When asked what makes certain men beat their partners, Rennette was quick to explain.
“It’s jealousy, an inability to express their feelings in a healthy manner,” she says. “I find that our men don’t cry, they resort to behaviours that are unhealthy like unleashing anger on women. Since they don’t cry they go away with pent up anger and frustration.”
According to Rennette, many of these behaviours that men exhibit are things that they grew up seeing patterned before them.
“These men would grow up seeing their parents behave in manner that is violent,” she adds. “As  a result of that people internalize whatever they see, it is learnt behavior which they pick up from their social environment.”

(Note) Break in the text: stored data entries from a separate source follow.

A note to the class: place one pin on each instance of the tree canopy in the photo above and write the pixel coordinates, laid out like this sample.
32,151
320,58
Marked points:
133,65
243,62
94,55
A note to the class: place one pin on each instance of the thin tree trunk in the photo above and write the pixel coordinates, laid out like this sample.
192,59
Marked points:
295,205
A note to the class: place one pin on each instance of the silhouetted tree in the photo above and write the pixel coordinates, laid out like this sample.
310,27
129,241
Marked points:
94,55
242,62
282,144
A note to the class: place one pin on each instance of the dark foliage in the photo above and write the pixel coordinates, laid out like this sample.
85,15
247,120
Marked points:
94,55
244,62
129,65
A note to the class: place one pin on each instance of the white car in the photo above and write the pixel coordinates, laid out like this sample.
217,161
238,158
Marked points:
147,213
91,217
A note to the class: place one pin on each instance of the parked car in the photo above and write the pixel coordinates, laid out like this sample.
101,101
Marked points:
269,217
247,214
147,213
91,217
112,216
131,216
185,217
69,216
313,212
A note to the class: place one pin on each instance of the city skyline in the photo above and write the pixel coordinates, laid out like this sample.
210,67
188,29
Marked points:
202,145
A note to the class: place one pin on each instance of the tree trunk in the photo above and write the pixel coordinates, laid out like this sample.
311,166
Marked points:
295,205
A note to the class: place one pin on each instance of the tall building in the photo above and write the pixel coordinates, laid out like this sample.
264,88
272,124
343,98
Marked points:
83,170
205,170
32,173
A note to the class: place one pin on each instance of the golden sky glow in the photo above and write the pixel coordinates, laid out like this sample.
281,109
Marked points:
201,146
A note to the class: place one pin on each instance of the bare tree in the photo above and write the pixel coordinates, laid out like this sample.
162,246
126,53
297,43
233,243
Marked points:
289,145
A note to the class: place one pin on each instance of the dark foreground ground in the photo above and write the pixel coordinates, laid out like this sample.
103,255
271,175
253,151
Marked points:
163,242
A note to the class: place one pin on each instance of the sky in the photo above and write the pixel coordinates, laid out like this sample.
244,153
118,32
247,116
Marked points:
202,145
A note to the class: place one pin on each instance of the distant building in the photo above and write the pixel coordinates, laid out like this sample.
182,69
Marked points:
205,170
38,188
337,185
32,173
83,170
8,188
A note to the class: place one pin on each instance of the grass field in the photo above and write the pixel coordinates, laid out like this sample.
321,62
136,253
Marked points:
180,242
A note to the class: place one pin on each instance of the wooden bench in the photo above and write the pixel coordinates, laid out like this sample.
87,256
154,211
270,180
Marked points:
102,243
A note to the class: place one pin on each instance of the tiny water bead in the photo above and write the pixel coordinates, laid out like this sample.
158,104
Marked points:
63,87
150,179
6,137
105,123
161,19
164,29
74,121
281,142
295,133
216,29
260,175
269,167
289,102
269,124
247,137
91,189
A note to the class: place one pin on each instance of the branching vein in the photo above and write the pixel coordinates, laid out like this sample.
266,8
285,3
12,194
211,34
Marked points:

Those behaviours that men grow up seeing mimicked by their parents are responsible for how they cope with the problems, or their reactions to the problems they face in life.
Some men just have poor coping skills and are unable to adequately deal with the problems they face in life,” Rennette said. “That is especially true of the problems that they face in family life.”
When some women are faced with these negative behaviours in men, some refuse to do anything about it.
“Women lie . . . they see the behaviours but allow their emotions to cloud their reasoning,” she said. “They see the behaviours and refuse to do anything about it. A big factor for that is low self-esteem which keeps women in relationship. It creates a psychological hold.”
What often throws outsiders off when they learn of a man’s violent behavior to a spouse or partner, is a revelation that they never saw those tendencies.
But Rennette says this is often very common.
“Persons may exhibit different behaviours in different environments,” Rennette adds.“The home is a controlled environment and work is not. When men batter they feel they’re in control.
“Once a woman observes there  is a batterer within a relationship, that relationship should end.
Rennette stress that the relationship should end not only  for the woman involved, but also because of the long-term impact that it can have on children in the home.
“It impacts negatively on the self-esteem of those children and also affects their schoolwork,” she says. “Research shows that children who bully are accustomed to seeing people within their environment being bullied.”
Then there is also the risk that these children will replicate that abusing behavior when they grow  up and form their own relationships.
It is because of the damaging cyclical effect of violence in the home that Rennette stresses that women need to be careful who they date or get into relationships with.
“Women like to jump into bed too quickly without getting to know people,” she said. “Women need to look at how men respond to jealousy.”
“Women need to find out their background, and whether there is  a history of mental illness within the family.
“This is important because there is a genetic component to mental illness that can be passed on to children and have lasting impacts on their lives.”
While gathering this knowledge early in relationships is key, Rennette stresses the importance of a healthy dose of self-esteem in a woman which help her to walk away if these negative behaviours should surface.
“There are some women in Barbados who still believe that a man doesn’t love them if he’s not hitting them,” she said.
“But people need to find value within themselves before trying to find it within another human being.”